Source DB:  PubMed          Journal:  Lipids Health Dis        ISSN: 1476-511X            Impact factor:   3.876


Introduction

Apolipoprotein AV is an important regulator of triglycerides concentrations. The ApoAV gene was identified adjacent to the Apolipoprotein cluster (consisting of ApoAI, ApoAIV and ApoCIII genes) [1,2]. The gene encodes a protein that is thought to be fundamental in the transport of triglyceride rich lipoproteins from the liver [3]. Its hepatic expression has been shown to influence post-prandial triglyceride concentrations [3] and has the potential to act as an intracellular break in the very low density lipoprotein (VLDL) assembly [4]. In addition, ApoAV also enhances VLDL metabolism through physical interaction with lipoprotein lipase [5]. Polymorphisms in APOAV are known to influence the circulating triglyceride concentrations.

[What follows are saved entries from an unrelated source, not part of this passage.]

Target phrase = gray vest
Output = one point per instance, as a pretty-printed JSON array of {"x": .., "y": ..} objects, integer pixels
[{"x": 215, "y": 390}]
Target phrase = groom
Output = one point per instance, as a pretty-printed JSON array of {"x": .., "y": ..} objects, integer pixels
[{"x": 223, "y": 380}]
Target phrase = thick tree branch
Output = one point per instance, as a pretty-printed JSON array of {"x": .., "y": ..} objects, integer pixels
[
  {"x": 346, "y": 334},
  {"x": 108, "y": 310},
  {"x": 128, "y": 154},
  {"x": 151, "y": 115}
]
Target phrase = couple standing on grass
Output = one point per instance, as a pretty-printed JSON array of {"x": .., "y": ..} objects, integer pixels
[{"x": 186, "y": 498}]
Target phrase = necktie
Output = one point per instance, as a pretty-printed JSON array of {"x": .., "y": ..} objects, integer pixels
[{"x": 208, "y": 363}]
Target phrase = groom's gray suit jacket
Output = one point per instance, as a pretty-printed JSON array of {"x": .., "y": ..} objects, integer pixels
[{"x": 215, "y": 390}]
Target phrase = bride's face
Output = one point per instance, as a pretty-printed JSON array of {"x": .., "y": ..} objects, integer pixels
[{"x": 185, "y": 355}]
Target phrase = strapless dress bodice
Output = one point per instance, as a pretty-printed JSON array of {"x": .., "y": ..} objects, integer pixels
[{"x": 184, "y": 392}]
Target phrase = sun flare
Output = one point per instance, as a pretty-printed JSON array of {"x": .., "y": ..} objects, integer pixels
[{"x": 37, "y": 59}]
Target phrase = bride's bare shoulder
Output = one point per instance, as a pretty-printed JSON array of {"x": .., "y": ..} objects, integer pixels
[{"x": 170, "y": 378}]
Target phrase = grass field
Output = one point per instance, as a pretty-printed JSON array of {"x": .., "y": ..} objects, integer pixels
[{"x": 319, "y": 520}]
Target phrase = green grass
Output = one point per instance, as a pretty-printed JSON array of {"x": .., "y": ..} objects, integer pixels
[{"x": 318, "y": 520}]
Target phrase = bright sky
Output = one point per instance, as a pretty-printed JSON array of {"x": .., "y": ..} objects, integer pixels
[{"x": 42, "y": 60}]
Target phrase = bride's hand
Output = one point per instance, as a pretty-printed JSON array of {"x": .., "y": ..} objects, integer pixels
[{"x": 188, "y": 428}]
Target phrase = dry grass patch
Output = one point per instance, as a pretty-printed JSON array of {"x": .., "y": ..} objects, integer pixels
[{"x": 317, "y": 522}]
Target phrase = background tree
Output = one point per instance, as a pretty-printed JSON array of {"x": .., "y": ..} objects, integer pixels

These variants are split into 3 common haplotypes, of which 2 are associated with increased triglyceride concentrations irrespective of age, gender, ethnicity, pregnancy, lipid profile, and dietary fat intake and are tagged by two SNPs, -1131T>C and S19W [1,6-9]. In keeping with this, the prevalence of the rare allele for these polymorphisms is higher among subjects with diseases associated with a raised triglyceride concentration such as Familial Hypercholesterolemia, Familial Combined Hyperlipidaemia and Hypertriglyceridaemia [10-15]. The rare allele at -1131T>C polymorphism is also associated with increased risk of coronary heart disease [16-18]. The rare allele frequency varies between different ethnic groups and populations of Chinese and Japanese descent have a higher prevalence of the -1131C allele and a lower prevalence of the W19 allele when compared to Caucasian populations [1,7,8,19,20]. This paper concentrates on a potential pitfall in the most widely used method (>65% publications) for genotyping the -1131T>C polymorphism using the abolition of a restriction site for MseI enzyme [1]. We detected an unacceptable error rate using our standard quality control checks (a random 10% of samples re-genotyped using a second method). Investigation of the discordant results between the RFLP and the tetra-primer methods for genotyping -1131T>C polymorphism led to identification of a polymorphism within the primer binding site of the RFLP forward primer resulting in allelic drop-out. To alleviate these problems, we propose alternative methods for genotyping -1131T>C polymorphism in the APOAV gene.

Results

Discordant results in samples typed by two methods

One thousand, one hundred and eighty five Asian Indian and 173 UK Caucasian subjects were initially genotyped for the -1131T>C polymorphism using the tetra-primer ARMS-PCR method. In keeping with our standard laboratory protocol, 102 of these subjects were re-genotyped using the MseI RFLP as a quality control check. In 2.9% (3/102) of samples the results for the two methods were discordant. This high rate of discordant samples could not be explained by sample mix-up or by failed or partial digestion. Sequencing suggested that the erroneous results were due to the RFLP method.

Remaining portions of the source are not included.